Провел так откровенно, что я даже не почувствовал подвоха. И молодой председатель колхоза обманул: заговорил меня, восторгаясь сосновскими стариками, и я даже не спросил его ни о чем, хотя заранее подготовил вопросы о бытовой культуре и санитарных требованиях, которыми пренебрегают в колхозе.

За три года работы в районе я не раз бывал в Сосновке, подружился с Гуляевым, и он признался, что напоил меня при знакомстве умышленно, чтобы я не мог «протащить» его в газете и не трепал зря его имя. Гуляев, бывая в райцентре, тоже всякий раз заходил ко мне – иногда домой, иногда прямо в редакцию.

В редакции он обычно садился к окну, брал нашу газету и читал вслух передовицы.
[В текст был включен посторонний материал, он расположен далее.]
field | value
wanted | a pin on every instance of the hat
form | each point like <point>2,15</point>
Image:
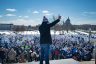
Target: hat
<point>45,19</point>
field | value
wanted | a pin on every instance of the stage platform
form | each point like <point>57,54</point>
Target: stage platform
<point>62,61</point>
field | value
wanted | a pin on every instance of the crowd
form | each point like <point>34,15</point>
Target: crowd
<point>20,48</point>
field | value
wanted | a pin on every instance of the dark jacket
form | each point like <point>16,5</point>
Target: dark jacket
<point>44,29</point>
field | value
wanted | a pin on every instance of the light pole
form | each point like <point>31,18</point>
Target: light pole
<point>89,34</point>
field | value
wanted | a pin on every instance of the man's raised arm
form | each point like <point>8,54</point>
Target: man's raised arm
<point>55,22</point>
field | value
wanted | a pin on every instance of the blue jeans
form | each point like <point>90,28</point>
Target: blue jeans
<point>44,53</point>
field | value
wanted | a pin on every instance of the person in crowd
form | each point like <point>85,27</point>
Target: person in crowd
<point>45,38</point>
<point>12,55</point>
<point>2,55</point>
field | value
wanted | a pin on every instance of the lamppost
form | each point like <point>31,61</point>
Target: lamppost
<point>89,34</point>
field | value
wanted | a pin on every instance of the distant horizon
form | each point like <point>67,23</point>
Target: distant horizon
<point>31,12</point>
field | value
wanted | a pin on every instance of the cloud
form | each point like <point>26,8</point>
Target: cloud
<point>19,16</point>
<point>45,11</point>
<point>26,16</point>
<point>89,13</point>
<point>24,22</point>
<point>10,15</point>
<point>1,16</point>
<point>35,12</point>
<point>11,10</point>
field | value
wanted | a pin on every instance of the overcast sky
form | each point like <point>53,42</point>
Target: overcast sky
<point>30,12</point>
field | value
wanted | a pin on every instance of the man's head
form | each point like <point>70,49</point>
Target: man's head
<point>45,20</point>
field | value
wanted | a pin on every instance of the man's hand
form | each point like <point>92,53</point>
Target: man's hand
<point>59,17</point>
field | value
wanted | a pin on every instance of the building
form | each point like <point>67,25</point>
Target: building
<point>6,26</point>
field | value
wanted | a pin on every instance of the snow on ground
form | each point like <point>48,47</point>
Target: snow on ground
<point>62,61</point>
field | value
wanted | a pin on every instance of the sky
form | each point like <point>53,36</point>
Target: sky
<point>31,12</point>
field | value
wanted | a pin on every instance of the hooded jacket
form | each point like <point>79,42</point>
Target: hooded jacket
<point>44,29</point>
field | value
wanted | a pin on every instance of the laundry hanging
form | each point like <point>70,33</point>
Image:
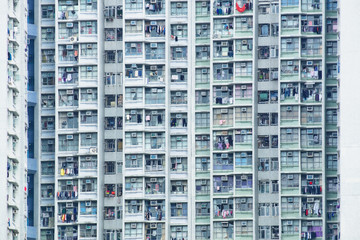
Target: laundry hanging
<point>240,9</point>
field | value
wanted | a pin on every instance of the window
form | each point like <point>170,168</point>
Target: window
<point>179,31</point>
<point>133,27</point>
<point>179,75</point>
<point>133,49</point>
<point>223,117</point>
<point>311,138</point>
<point>289,3</point>
<point>179,232</point>
<point>154,50</point>
<point>223,230</point>
<point>88,28</point>
<point>202,119</point>
<point>178,97</point>
<point>289,159</point>
<point>133,139</point>
<point>178,142</point>
<point>202,53</point>
<point>133,94</point>
<point>48,12</point>
<point>155,7</point>
<point>154,140</point>
<point>223,27</point>
<point>179,164</point>
<point>131,5</point>
<point>202,8</point>
<point>179,8</point>
<point>202,209</point>
<point>155,74</point>
<point>154,29</point>
<point>244,23</point>
<point>178,209</point>
<point>178,187</point>
<point>223,161</point>
<point>88,185</point>
<point>332,162</point>
<point>133,184</point>
<point>133,230</point>
<point>202,31</point>
<point>243,114</point>
<point>202,186</point>
<point>178,120</point>
<point>202,164</point>
<point>88,6</point>
<point>289,181</point>
<point>289,136</point>
<point>155,118</point>
<point>154,95</point>
<point>88,208</point>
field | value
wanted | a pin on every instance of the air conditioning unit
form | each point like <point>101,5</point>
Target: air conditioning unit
<point>224,178</point>
<point>309,177</point>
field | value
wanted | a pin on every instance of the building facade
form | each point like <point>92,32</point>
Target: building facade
<point>164,119</point>
<point>14,126</point>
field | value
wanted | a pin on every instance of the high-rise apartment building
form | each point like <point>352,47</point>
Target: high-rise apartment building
<point>180,119</point>
<point>13,130</point>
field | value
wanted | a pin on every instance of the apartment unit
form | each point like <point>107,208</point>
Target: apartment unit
<point>230,119</point>
<point>14,126</point>
<point>78,138</point>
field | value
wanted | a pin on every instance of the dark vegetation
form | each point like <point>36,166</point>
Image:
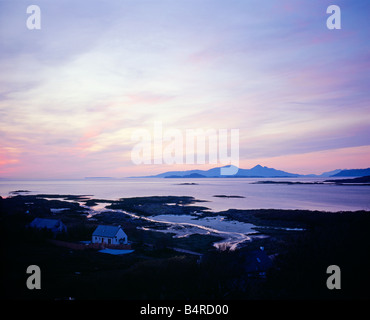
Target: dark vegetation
<point>155,271</point>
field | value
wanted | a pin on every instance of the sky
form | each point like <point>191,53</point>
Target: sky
<point>73,93</point>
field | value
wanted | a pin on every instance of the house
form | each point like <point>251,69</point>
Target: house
<point>54,225</point>
<point>109,235</point>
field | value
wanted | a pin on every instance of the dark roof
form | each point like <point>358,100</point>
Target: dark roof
<point>257,261</point>
<point>106,231</point>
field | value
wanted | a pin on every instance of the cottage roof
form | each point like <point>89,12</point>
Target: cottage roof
<point>106,231</point>
<point>41,223</point>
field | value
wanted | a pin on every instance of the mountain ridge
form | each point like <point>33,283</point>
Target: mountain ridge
<point>257,171</point>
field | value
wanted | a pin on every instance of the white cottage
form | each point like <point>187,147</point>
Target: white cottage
<point>109,235</point>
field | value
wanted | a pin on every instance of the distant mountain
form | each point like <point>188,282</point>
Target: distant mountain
<point>256,172</point>
<point>353,173</point>
<point>330,173</point>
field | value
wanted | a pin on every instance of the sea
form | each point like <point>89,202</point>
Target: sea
<point>324,197</point>
<point>231,193</point>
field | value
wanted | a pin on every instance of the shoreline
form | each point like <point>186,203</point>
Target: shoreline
<point>290,243</point>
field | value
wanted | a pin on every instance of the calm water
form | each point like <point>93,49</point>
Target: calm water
<point>277,196</point>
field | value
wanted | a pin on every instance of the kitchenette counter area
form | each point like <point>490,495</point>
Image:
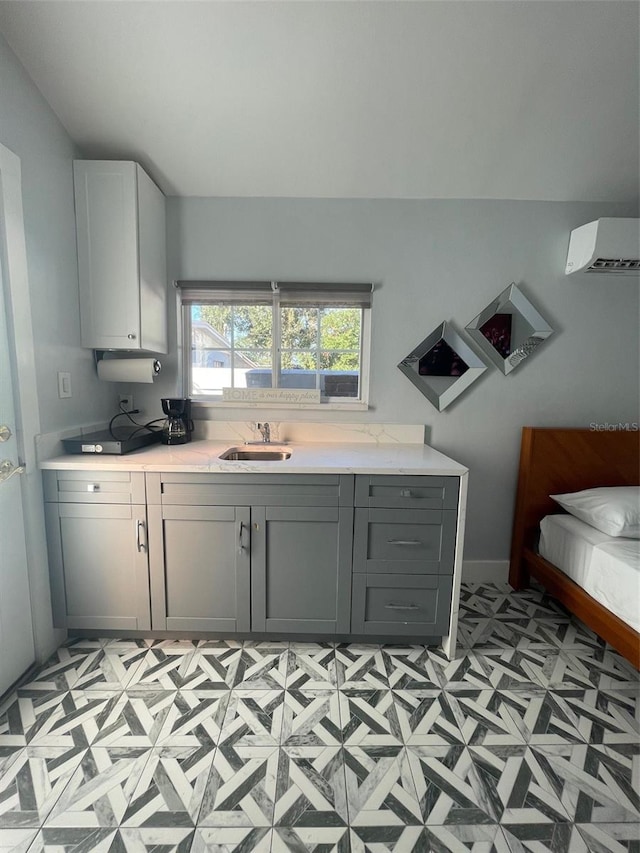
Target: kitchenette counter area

Выберет нужный ему кусочек, вроде этого, и прочитает: «Вооруженные новыми знаниями, они идут на передний край трудового фронта, чтобы возглавить битву за высокий урожай и тем самым укрепить мощь...» И со смирением спрашивал: «Это про солдат? Нет?.. А я думал – про солдат».

Мы смеялись, но редактор на летучке говорил с раздражением:

– Пора кончать эту военизированную агитацию, тоскливо от нее.
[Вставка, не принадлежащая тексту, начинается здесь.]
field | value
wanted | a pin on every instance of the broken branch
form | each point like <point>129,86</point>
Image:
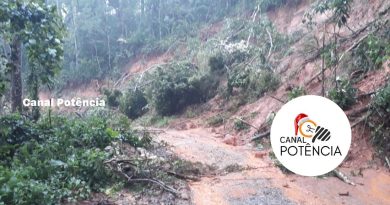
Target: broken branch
<point>343,177</point>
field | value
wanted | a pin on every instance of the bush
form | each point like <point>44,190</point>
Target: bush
<point>240,125</point>
<point>215,121</point>
<point>344,94</point>
<point>371,53</point>
<point>263,81</point>
<point>133,104</point>
<point>296,92</point>
<point>113,97</point>
<point>216,63</point>
<point>58,163</point>
<point>379,123</point>
<point>178,85</point>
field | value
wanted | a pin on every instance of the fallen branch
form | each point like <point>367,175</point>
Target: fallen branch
<point>280,100</point>
<point>259,136</point>
<point>343,177</point>
<point>182,176</point>
<point>157,182</point>
<point>388,162</point>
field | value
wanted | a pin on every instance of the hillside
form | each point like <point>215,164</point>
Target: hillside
<point>189,103</point>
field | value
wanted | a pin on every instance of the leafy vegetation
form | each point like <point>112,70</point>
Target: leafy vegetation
<point>344,95</point>
<point>296,92</point>
<point>215,121</point>
<point>43,163</point>
<point>178,85</point>
<point>371,53</point>
<point>239,125</point>
<point>133,104</point>
<point>380,111</point>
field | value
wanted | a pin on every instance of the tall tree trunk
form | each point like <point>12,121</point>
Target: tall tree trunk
<point>16,76</point>
<point>34,90</point>
<point>76,49</point>
<point>323,63</point>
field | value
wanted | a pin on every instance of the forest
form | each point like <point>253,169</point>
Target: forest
<point>171,101</point>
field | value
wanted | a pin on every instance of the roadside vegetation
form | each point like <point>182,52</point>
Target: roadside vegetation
<point>227,51</point>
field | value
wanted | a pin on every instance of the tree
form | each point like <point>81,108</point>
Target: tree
<point>38,28</point>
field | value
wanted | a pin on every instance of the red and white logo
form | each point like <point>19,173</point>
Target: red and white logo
<point>310,135</point>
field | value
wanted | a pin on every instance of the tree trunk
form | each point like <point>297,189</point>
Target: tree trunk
<point>16,76</point>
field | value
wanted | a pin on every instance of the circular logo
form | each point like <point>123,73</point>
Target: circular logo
<point>310,135</point>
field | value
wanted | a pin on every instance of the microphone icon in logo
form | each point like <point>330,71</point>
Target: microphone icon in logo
<point>308,128</point>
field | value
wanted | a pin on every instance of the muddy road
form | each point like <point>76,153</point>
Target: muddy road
<point>260,182</point>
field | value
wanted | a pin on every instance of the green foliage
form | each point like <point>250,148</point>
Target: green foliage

Гуляев явно благоволил к моей молодости и, пожалуй, полюбил меня, потому что, когда я уехал, он узнал в редакции мой адрес и «прописал» мне последние сосновские новости, высказав пожелание иметь со мной «почтовые разговоры».

Он любил «шарахнуть» в народ шуткой, проказил, как мальчишка, и, хвастаясь этим в письмах, сам себя же и высмеивал. «Как-нибудь ты станешь жертвой своих шуток, – написал я ему однажды, – и я тебе не завидую: шутишь ты беспощадно и когда-то жестоко пересолишь». Он отвечал в том смысле, что бог не выдаст – свинья не съест, что такая у него судьба, натура такая.

С годами письма от него стали приходить реже и короче, в основном поздравления с праздниками, и в последнем, полученном месяц тому назад, он сообщал, что построил своей Матреше новый дом на том же месте, вот отделает его окончательно и тогда пригласит на новоселье. Может быть, своей телеграммой он именно об этом меня и предупреждал: мол, приготовься там, отпросись у начальства.

Но вечером следующего дня я получил новую телеграмму:

ПРИЕЗЖАЙ НА МОИ ПОХОРОНЫ ТЧК ГУЛЯЕВ

Телеграмму принесла та же молоденькая рассыльная с фарфоровыми зубами, я расписался в получении, но она не ушла, пока я не прочитал телеграмму вслух.

– Это уж глупо, – сказала она обиженно. – По-моему, тут и отвечать не надо: всяким шуткам есть предел.

– Да, шуткам есть предел и отвечать не надо, – сказал я. – Теперь надо ехать.

– Вы думаете, это серьезно? – Бровки рассыльной испуганно подпрыгнули.

Я вдруг почувствовал боль и непонятную обиду, увидев краешки влажных зубов, таких красивых, готовых обнажиться в улыбке. Надо ехать, обязательно съездить и убедиться самому.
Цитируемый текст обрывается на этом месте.